Food and Agriculture Lab and Workshop: Law. Policy. Principle. Practice.

Course Information

Registration Information

Meeting Times

Day Time
FRI 1:05 - 4:05 pm

Evaluation Method

Type Date Time Location
Other

Description

This one-credit pass/fail offering will meet on four consecutive Fridays this Spring for three hours each session. Each of these meetings will center on a different aspect of the tentacular system by which foods are selected and grown for human or animal consumption both distantly and locally with the benefit of water and other resource entitlements; regulated by some government entity for a public purpose; allocated and distributed by means of markets or public programs; and either salvaged or wasted at the end of the mass market production and consumption cycle. 

Topics that will be laced in may or are sure to include: food equity and food justice; food as health and medicine; early nutrition; animal and lab-made proteins; science, drugs, and politics; and climate transitions, related agricultural challenges and crises, and the human climate niche. 

The course is designed to be highly inter-disciplinary and will emphasize new as well as traditional  experiences that include reading, discussing, sharing, tasting, and collaborative learning in various modes.
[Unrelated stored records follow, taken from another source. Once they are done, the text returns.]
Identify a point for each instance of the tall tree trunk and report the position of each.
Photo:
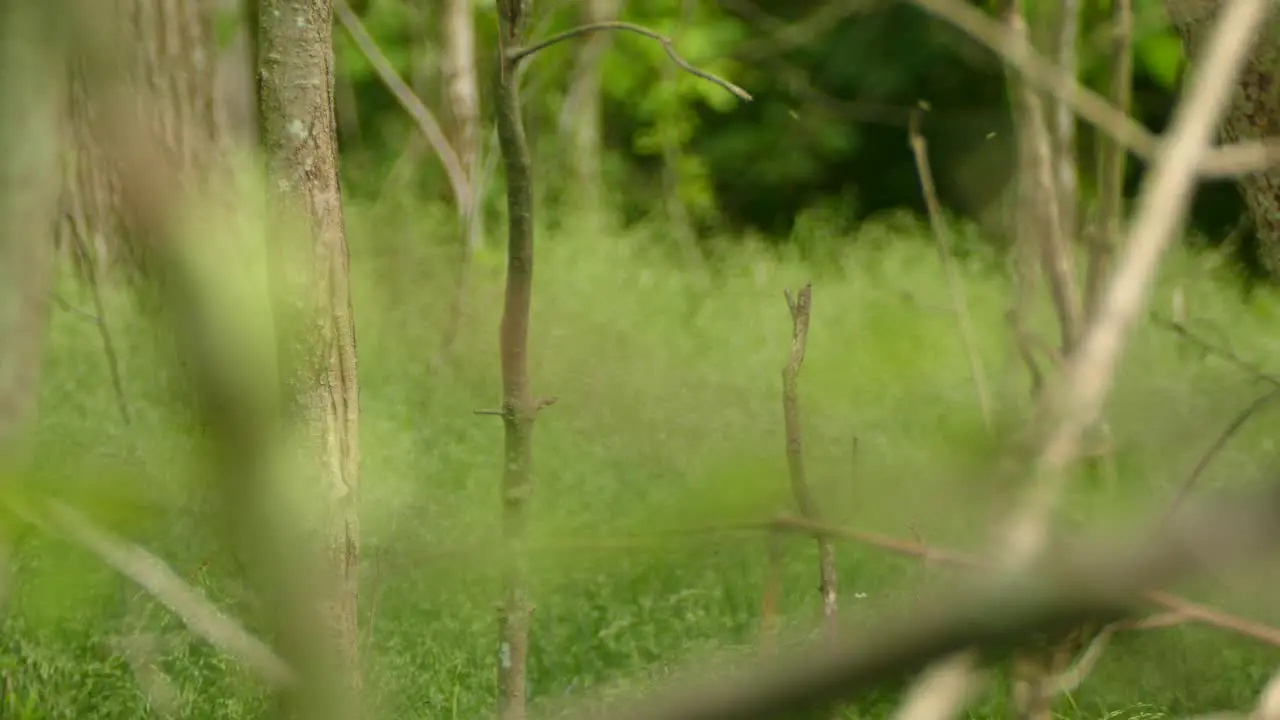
(167, 80)
(583, 115)
(32, 92)
(1253, 113)
(296, 89)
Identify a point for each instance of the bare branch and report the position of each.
(942, 689)
(1212, 349)
(919, 149)
(1074, 404)
(517, 54)
(405, 95)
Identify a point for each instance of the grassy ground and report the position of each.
(670, 417)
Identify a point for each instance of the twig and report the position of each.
(405, 95)
(1212, 349)
(772, 591)
(1219, 443)
(1111, 162)
(519, 409)
(1086, 587)
(800, 308)
(113, 364)
(1179, 610)
(151, 573)
(1228, 160)
(517, 54)
(960, 304)
(1161, 208)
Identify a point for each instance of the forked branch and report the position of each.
(517, 54)
(1229, 160)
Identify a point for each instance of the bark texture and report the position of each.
(583, 119)
(318, 341)
(519, 409)
(164, 82)
(1253, 113)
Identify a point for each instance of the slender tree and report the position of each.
(1253, 113)
(318, 341)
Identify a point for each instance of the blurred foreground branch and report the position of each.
(1228, 160)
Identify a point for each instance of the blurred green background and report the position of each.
(668, 377)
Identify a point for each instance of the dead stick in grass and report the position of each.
(1084, 586)
(1217, 445)
(942, 236)
(800, 308)
(1075, 402)
(1212, 349)
(152, 574)
(416, 109)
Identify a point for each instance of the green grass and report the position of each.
(668, 417)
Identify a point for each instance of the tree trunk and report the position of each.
(236, 89)
(165, 85)
(1252, 114)
(31, 109)
(296, 89)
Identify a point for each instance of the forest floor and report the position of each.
(668, 418)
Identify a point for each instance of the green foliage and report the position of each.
(828, 118)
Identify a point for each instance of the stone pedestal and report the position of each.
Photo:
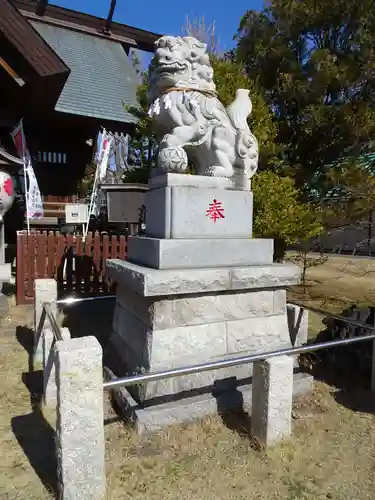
(192, 296)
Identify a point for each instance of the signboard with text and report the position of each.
(77, 213)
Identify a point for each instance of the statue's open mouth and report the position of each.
(170, 67)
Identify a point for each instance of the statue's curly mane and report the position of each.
(180, 62)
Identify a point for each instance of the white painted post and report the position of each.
(298, 324)
(80, 424)
(272, 393)
(373, 368)
(49, 378)
(45, 291)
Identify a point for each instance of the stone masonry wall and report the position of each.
(151, 334)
It will include guest-experts, an optional field trip, and, possibly, an optional off-site dinner to be prepared by class members and me, though you don't have to cook it to eat it.  

Students from non-Law departments and programs may take the course pass/fail or, if a pass/fail course is unavailable to them, for one credit graded on the standard scale, derived from their performance of the requirements below. 

Course requirements:

1--Attendance throughout all four meetings. "Attendance" entails well-focused, pertinent class contributions and may not include the use of devices, including cell phones and laptops, for activities not of direct and immediate relevance to this class. Activities of the latter kind are a sufficient ground for failing this course.

2--Three brief writings, two to be completed in class, one likely to be a group exercise.